Biddle, a 1986 graduate of North Caroline High School, began his law enforcement career in October 1993 with Greensboro’s town force.
He said he approached the town’s then-police chief about joining, and the next thing he knew, he had been sworn in and issued a badge, car and gun — before he had even been to the police academy.
“They threw me to the wolves,” Biddle said. “I had to learn very quickly.”
He went to the academy in January 1994, graduating six months later. After another year with the Greensboro department, Biddle was hired in 1995 by the Caroline County Sheriff’s Office.
Biddle was a road deputy until 2002, when he began a 12-year stint working undercover on the narcotics task force.
“It was wild — a different world,” Biddle said.
Biddle said he loved the work, writing and executing search and seizure warrants, arresting offenders and testifying in court as a narcotics expert, in Caroline and Dorchester counties.
He then returned to road patrol until just recently, when he was reassigned to security in the Caroline County Circuit Courthouse.
It felt like the right time to run for sheriff, he said.
“I’m not a politician. I’m a police officer, and I always have been,” Biddle said. “Politics are new to me, and I’ve learned it can be nasty at times.” Biddle said his family and fellow deputies are supportive of his run for sheriff.
“I’m a deputy, not retired from the state police,” Biddle said. “Who better to run a sheriff’s office?”
Biddle said understaffing has made the sheriff’s office a reactive police force, rather than a proactive one.
“Right now, we just go call to call,” Biddle said.
He would like to form a warrant squad, solely to serve warrants and summonses, which would free up time for other deputies.
“Then those deputies can be more proactive, making traffic stops, stopping by schools, talking to people,” Biddle said.
He praised the school resource officer program, but said more input on how to protect schools should come from the teachers inside them.
“We all neglect to ask the teachers, the ones who know the kids, what do they think,” Biddle said.

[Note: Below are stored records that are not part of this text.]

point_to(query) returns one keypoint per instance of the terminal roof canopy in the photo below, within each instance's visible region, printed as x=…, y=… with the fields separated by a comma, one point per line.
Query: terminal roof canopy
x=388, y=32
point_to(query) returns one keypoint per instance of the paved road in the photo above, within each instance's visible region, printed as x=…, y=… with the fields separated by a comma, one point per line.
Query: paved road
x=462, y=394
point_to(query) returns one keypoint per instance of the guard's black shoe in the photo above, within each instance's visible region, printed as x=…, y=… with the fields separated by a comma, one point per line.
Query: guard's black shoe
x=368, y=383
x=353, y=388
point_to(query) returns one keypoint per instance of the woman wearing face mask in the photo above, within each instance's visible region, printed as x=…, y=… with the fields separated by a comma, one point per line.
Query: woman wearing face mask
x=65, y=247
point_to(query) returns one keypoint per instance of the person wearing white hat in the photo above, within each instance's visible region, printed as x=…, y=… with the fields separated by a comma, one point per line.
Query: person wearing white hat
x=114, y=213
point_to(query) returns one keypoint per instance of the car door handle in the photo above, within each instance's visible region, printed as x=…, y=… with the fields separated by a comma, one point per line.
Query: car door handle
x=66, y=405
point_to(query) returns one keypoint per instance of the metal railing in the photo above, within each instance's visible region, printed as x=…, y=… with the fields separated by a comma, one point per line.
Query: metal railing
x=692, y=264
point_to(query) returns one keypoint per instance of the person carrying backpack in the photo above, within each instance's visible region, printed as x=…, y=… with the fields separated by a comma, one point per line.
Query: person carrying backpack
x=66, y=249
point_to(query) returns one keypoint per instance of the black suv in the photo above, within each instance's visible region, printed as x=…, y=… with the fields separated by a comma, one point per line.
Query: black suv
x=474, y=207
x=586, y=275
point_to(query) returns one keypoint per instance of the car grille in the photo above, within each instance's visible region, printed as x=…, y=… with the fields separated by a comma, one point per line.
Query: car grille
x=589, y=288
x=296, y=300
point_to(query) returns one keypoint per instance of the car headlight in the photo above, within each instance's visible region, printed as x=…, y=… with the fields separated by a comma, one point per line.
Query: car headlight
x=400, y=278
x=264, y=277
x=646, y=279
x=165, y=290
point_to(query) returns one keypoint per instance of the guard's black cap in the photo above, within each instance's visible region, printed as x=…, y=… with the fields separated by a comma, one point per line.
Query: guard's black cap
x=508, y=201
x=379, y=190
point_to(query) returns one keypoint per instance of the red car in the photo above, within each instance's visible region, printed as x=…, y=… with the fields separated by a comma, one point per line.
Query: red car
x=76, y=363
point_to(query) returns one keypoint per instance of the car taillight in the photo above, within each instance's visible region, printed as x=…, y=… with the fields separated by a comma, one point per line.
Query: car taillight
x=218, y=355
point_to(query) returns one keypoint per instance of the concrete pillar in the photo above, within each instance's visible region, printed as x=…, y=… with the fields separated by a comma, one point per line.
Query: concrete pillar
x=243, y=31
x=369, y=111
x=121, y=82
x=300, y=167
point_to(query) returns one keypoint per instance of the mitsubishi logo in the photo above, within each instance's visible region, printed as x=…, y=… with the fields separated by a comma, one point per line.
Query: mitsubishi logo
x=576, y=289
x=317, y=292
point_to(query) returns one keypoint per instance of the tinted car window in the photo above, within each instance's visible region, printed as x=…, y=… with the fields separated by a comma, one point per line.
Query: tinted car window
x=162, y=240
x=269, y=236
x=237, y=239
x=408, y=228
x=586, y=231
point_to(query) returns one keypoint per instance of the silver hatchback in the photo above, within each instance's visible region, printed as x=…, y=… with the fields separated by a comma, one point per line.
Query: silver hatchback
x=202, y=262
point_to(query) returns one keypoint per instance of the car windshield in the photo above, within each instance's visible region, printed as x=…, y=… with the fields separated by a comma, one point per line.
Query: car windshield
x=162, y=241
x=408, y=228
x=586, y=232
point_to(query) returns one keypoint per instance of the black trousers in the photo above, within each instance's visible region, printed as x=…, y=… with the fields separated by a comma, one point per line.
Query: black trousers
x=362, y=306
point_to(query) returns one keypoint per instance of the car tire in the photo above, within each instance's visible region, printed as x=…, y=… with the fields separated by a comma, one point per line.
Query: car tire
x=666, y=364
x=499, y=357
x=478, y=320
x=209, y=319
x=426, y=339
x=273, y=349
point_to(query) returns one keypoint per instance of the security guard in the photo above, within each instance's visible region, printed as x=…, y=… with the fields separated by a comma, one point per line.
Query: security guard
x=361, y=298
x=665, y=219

Biddle said getting a handle on the opioid epidemic is also a priority.
“In my 12 years in narcotics, I very rarely saw heroin,” Biddle said. “But now it touches everyone. The majority of the crimes in this county are drug-related.”
He said education and treatment, not jail time, will do more good.
“I would work with all entities to help addicts,” Biddle said. “A lot of good people are affected. We didn’t have the support (resources) before we do now.
“If we can stop people from using, it will decrease crime. Crime won’t ever go away completely, but anything is a help.”
Biddle said he would also like to initiate more collaboration between town, county and state police.
“Working as a unit only benefits everyone,” he said.
The first step, however, would be returning the sheriff’s office to fully staffed, with the kind of passionate deputies who inspire others to also step up, Biddle said.
“It’s going to be like it used to be, a lot of go-getters working together,” Biddle said.